Auf der Internetseite des Landratsamtes wurde unter www.demenz-netzwerk-coburg.de ebenfalls versucht, die Versorgungslandschaft
vor Ort zu präsentieren.
In Postkartengröße entstanden Pocket-Hilfen, die kurz und knapp bei der Kommunikation
mit Betroffenen unterstützen sollen.
Ein Konzept, um Schulungsangebote für Berufsgruppen anbieten zu können,
die im beruflichen Setting mit Erkrankten zu tun haben (Einzelhandel,
Verwaltung, Busfahrer…) wurde erarbeitet und an Interessierte weitergegeben.
2018 wurde ein Schülerwettbewerb ausgelobt, um das Thema auch im
Schulunterricht zu platzieren.
Mit einer Materialsammlung zur Unterrichtsgestaltung, die in Form eines
sogenannten „Demenzkoffers“ zur Ausleihe für Schulklassen, Jugendgruppen und
auch für die Ehrenamtsarbeit zur Verfügung stehen, soll auch weiterhin die
Möglichkeit bestehen mit den benannten Zielgruppen am Thema zu arbeiten.
Mit der VHS, dem Landestheater, dem Einzelhandel oder Berufsfachschulen wurde
zusammengearbeitet, um immer wieder neue Formen der Öffentlichkeitsarbeit zu
gestalten.
In der Vergangenheit konnten verschiedene Ausstellungen zum Thema präsentiert
werden.
Rund um den Welt-Alzheimertag am 21.September wurden
Veranstaltungsreihen für unterschiedliche Zielgruppen konzipiert. Im Herbst
2019 gab es die erste Bayerische Demenzwoche vom 13. – 22.09.2019, die auch mit
einer Reihe von Veranstaltungsangeboten bedient wurde. Erfreulicherweise
gelingt es immer wieder Netzwerkpartner zu gewinnen, die mit in die Planungs-
und Umsetzungsphase gehen.
Das Demenznetzwerk greift eigenständig in der Region aktuell bestehende
Fragen auf, arbeitet der PSAG und dem Planungs- und Koordinierungsausschuss
zu.
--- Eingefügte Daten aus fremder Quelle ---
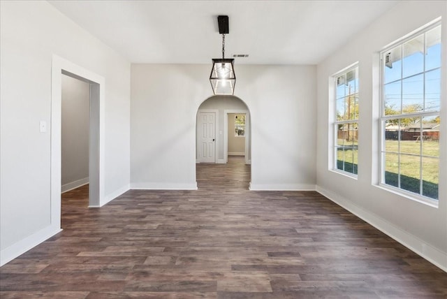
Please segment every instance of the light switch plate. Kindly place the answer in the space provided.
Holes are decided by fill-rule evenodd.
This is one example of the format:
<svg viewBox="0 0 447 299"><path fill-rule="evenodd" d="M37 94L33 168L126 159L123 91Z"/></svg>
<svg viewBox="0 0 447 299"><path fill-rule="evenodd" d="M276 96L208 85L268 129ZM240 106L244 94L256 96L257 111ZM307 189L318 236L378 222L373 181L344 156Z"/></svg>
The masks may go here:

Ein bis zweimal jährlich berichtet ein Netzwerksprecher den Mitgliedern
der PSAG von der im Zeitraum geleisteten Arbeit. Die Koordinatorin des
Demenznetzwerkes Coburg arbeitet mit der neu geschaffenen Koordinierungsstelle
Gerontopsychiatrie Oberfranken eng zusammen und nahm an der ersten
Dienstbesprechung des Bayerischen Staatsministeriums für Gesundheit und Pflege
zum Thema Demenz in Bayern teil.
In einer Arbeitsgruppe des Netzwerkes wurde
zuletzt das Thema „Demenzfreundliches Krankenhaus“ erörtert. Denn auch
Krankenhäuser müssen sich dieser neuen Herausforderung stellen, da die Zahl der
Patienten mit einer Nebendiagnose Demenz - also nicht dem eigentlichen Anlass
des Krankenhausaufenthaltes - ständig ansteigt.